In the C programming language, there is no built-in (a.k.a. primitive) Boolean data type prior to the C99 version of the language. Further, even programmers who use the C99 (or a later) version of the C programming language may choose not to use the built-in Boolean data type for compatibility with pre-C99 versions or out of habit. Therefore, C programmers who do not use a Boolean data type for a Boolean value often use an integer data type instead.
Because an integer data type can represent more than two values, the C programmer who uses an integer data type to behave as a Boolean data type must account for the possibility that a variable defined as an integer data type might contain values other than the integer values the programmer chooses to represent “true” and “false”, respectively.

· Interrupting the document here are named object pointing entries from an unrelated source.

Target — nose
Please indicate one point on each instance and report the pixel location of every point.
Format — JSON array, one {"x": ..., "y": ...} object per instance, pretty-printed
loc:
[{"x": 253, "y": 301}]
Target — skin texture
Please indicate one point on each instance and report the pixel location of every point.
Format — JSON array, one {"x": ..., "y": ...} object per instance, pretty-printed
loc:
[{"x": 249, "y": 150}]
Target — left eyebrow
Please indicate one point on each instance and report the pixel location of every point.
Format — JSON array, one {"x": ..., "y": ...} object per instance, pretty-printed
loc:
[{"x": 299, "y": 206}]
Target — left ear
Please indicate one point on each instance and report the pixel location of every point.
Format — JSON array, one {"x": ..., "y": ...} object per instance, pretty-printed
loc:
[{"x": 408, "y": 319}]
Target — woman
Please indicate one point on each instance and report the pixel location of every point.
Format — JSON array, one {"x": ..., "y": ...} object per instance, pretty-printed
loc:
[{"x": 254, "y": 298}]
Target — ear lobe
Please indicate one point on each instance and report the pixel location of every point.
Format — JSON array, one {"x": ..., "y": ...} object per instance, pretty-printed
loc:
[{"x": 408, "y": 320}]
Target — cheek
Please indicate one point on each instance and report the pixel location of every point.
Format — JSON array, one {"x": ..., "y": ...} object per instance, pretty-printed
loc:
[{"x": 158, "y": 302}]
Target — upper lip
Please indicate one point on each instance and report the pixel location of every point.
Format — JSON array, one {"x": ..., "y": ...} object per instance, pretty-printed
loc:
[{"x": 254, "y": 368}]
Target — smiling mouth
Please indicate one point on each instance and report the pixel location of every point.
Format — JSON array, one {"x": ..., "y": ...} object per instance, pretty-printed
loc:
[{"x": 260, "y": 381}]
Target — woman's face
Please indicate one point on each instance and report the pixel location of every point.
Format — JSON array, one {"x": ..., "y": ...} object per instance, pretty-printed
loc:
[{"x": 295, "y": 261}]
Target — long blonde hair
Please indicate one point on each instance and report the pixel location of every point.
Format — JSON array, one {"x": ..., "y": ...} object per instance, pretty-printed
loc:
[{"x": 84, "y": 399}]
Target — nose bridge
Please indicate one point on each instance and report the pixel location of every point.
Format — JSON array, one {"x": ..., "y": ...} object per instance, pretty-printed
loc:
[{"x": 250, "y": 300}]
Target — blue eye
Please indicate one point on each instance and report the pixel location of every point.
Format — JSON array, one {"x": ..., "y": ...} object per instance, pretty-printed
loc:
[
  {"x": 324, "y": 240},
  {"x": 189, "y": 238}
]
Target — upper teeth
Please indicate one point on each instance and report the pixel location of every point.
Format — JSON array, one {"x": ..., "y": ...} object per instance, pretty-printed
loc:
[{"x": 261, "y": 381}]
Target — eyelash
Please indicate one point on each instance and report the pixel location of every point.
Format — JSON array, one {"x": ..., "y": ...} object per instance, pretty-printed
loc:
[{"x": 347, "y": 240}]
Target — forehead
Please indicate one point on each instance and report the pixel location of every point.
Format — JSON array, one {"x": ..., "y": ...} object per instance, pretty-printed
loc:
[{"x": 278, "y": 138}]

The majority of the C programs I have analyzed which use an integer to represent a Boolean data type use the following method. This method takes advantage of the following convention in the C programming language:
When the C programming language tests an integer value in a context which requires the test to return “true” or “false” (e.g., in the expressions tested by “if” and “while” statements), the integer 0 is interpreted to be “false” and all other integers are interpreted to be “true”. In such a scenario, the integer 0 is called “falsey” and all other integers are called “truthy”. This convention of the C programming language applies regardless of the size of the integer and regardless of whether the integer is defined to be signed or unsigned. For example, signed integers less than 0 and signed and unsigned integers greater than 0 are interpreted to be “true” because they are not the integer 0.

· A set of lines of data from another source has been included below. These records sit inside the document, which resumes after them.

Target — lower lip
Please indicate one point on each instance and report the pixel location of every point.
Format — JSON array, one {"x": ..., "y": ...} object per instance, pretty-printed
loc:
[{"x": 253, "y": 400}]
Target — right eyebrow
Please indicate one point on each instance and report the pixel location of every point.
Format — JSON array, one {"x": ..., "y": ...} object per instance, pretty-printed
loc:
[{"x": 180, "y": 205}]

Therefore, taking advantage of this convention, a C programmer will represent “false” as 0, and (often) a C programmer will represent “true” as 1, but they are not limited to 1 as the only “truthy” value.
Note that C programmers often abstract the integers representing “true” and “false” by using C pre-processor macros, so that the actual values they choose to represent “true” and “false” are not exposed in the body of the source code, like the following:
#define TRUE 1
#define FALSE 0
int x = FALSE;
int y = TRUE;
Here are some examples of using integers in the Boolean context of an “if” statement:
int x = 0;
if (x) {
/* will not be executed because x is not “truthy” */
} else {
/* will be executed because x is “falsey” */
}
int x = 1;
if (x) {
/* will be executed because x is “truthy” */
} else {
/* will not be executed because x is not “falsey” */
}
int x = 72;
if (x) {
/* will be executed because x is “truthy” */
} else {
/* will not be executed because x is not “falsey” */
}
int x = -1;
if (x) {
/* will be executed because x is “truthy” */
} else {
/* will not be executed because x is not “falsey” */
}
int x = -29;
if (x) {
/* will be executed because x is “truthy” */
} else {
/* will not be executed because x is not “falsey” */
}
If the C programmer does not want to rely on this convention of “truthy” and “falsey” interpretation of integers in a Boolean context, the C programmer can explicitly test the value of the integer with a comparison operator. For example, each of the above examples can be re-written using the “x != 0” comparison (read as, x does not equal 0), as in the following:
int x = 0;
if (x != 0) {
/* will not be executed because x != 0 is false */
} else {
/* will be executed because x != 0 is false */
}
int x = 1;
if (x != 0) {
/* will be executed because x != 0 is true */
} else {
/* will not be executed because x != 0 is false */
}
int x = 72;
if (x != 0) {
/* will be executed because x != 0 is true */
} else {
/* will not be executed because x != 0 is false */
}
int x = -1;
if (x != 0) {
/* will be executed because x != 0 is true */
} else {
/* will not be executed because x != 0 is false */
}
int x = -29;
if (x != 0) {
/* will be executed because x != 0 is true */
} else {
/* will not be executed because x != 0 is false */
}